The latest 2008 bottled water sales figures suggest that, contrary to predictions, consumers are not turning their backs on bottled water. According to AC Nielson, sales of bottled water rose by 23.2% year-on-year for the week ending 10 May 2008 and by 21.7% for the week ending 17 May. Also figures from researcher IRI reveal that volumes rose by 5.5% year-on-year in the four weeks to 17 May 2008.
While some media reports indicate a slowdown in sales, the Bottled Water Information Office says these claims are based on April's sales figures which showed poor year-on-year comparisons. It rained and snowed in some regions during April this year, compared to April 2007 when the UK experienced a heat wave. May, by contrast, showed a return to form, as evidenced at Abbey Well. "Warmer weather has already had a positive impact on sales and we anticipate that the current bout of good weather will lead to increased sales as we move into the summer," says managing director Tony Robson.
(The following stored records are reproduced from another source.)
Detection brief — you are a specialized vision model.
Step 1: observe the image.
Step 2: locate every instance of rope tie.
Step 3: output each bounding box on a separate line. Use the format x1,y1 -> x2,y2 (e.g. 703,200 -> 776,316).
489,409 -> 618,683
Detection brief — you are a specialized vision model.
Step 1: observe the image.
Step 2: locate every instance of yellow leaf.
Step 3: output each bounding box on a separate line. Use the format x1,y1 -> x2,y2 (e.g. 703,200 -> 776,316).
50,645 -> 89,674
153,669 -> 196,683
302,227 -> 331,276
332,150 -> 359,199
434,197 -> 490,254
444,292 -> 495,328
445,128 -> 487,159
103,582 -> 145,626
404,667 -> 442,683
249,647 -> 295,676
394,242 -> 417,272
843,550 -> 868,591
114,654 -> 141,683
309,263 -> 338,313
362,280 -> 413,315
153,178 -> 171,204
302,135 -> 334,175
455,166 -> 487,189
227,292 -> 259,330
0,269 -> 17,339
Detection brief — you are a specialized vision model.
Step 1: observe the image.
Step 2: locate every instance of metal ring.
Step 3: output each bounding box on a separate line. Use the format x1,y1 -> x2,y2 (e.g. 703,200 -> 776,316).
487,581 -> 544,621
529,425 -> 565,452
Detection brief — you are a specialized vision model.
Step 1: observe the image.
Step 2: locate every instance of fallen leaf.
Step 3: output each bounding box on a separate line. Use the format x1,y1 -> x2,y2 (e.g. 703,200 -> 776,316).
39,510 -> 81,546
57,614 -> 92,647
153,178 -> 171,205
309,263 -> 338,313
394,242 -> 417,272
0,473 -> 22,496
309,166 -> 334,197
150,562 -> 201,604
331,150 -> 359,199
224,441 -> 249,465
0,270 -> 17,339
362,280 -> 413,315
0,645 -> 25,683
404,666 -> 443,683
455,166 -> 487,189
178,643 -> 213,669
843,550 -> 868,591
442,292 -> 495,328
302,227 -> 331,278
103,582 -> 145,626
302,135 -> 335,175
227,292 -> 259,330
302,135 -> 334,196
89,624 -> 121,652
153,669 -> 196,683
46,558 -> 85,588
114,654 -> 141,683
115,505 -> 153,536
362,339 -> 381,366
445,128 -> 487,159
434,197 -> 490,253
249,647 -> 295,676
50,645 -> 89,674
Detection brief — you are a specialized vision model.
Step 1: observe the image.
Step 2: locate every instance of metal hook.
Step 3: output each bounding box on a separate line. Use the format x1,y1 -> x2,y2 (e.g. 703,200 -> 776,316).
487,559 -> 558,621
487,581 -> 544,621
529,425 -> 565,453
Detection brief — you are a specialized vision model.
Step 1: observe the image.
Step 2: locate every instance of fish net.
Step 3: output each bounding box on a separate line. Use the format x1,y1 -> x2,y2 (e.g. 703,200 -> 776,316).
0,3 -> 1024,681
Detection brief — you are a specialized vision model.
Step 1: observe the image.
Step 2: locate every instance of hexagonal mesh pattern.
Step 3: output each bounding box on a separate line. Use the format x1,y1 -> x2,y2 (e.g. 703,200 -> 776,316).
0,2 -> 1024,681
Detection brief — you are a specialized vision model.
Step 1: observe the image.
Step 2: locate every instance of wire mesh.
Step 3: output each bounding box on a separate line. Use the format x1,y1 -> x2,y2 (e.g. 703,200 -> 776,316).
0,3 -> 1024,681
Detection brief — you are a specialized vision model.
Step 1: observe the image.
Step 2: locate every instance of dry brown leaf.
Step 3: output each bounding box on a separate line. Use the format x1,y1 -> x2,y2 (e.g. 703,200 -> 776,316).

However, Danone Waters, producer of the UK's two best-selling bottled water brands, Evian and Volvic, recognises that much has to be done to restore the momentum of bottled water after a weak performance in 2007. After last year's poor summer weather, Danone believes brands have to get their message out to consumers - that natural mineral and spring waters undergo no chemical treatment - and get consumers back into the habit of buying bottled water.
Liz Forte, shopper marketing manager at Danone Waters, explains: "The bottled water segment is much more seasonally reliant than other soft drinks categories and changes in the temperature can trigger a noticeable effect on water sales. In terms of immediate consumption, if the temperature rises from 14ºC to 25ºC, retailers will see a 75% increase in sales, and if the temperature rises to 30ºC, water sales will increase by 125%.
"Consequently, the bad summer in 2007 had a severe impact on bottled water. However, if we strip out the summer months of May to July, then bottled water showed growth of 1.9%, versus the previous year, with plain still water showing good growth of 4.1%."
This year the company's focus is on three major campaigns to build sales and overcome the impact of weather: the Evian detox campaign, now in its eighth year; the global initiative Volvic 1 for 10 where for every one litre of Volvic sold in the UK, Danone Waters and World Vision will generate 10 litres of safe drinking water in communities across Africa; and sponsorship of Wimbledon (2008 is the first year of a five-year deal). Also this year Danone is increasing its field sales force by 50%.
Wimbledon has also presented an opportunity for Highland Spring through its sponsorship of Andy and Jamie Murray. Throughout Wimbledon fortnight advertisements appeared in selected national and Scottish newspaper titles, supplemented by an online promotion offering consumers the opportunity to win Andy Murray-signed tops.
Market analyst Datamonitor reports that British consumers have increased their consumption of bottled water at the fastest rate in Europe over the past five years - a CAGR of 8% from 2002 to 2007 pushing per capita consumption to 41 litres - and whilst ethical and environmental consumption are serious concerns, manufacturers and marketers are demonstrating their commitment to sustainability by reducing packaging and carbon emissions. For example, over the past 15 years Danone has achieved a 30% reduction in the weight of PET bottles and has increased the proportion of miles its products travel by train to 70% of the total distance.
What is more, per capita consumption bottled water consumption is forecast to rise by a CAGR of around 7% between 2007 and 2012. This would result in the average UK consumer drinking 57.8 litres of bottled water per year in 2012; that is, so long as the sun shines.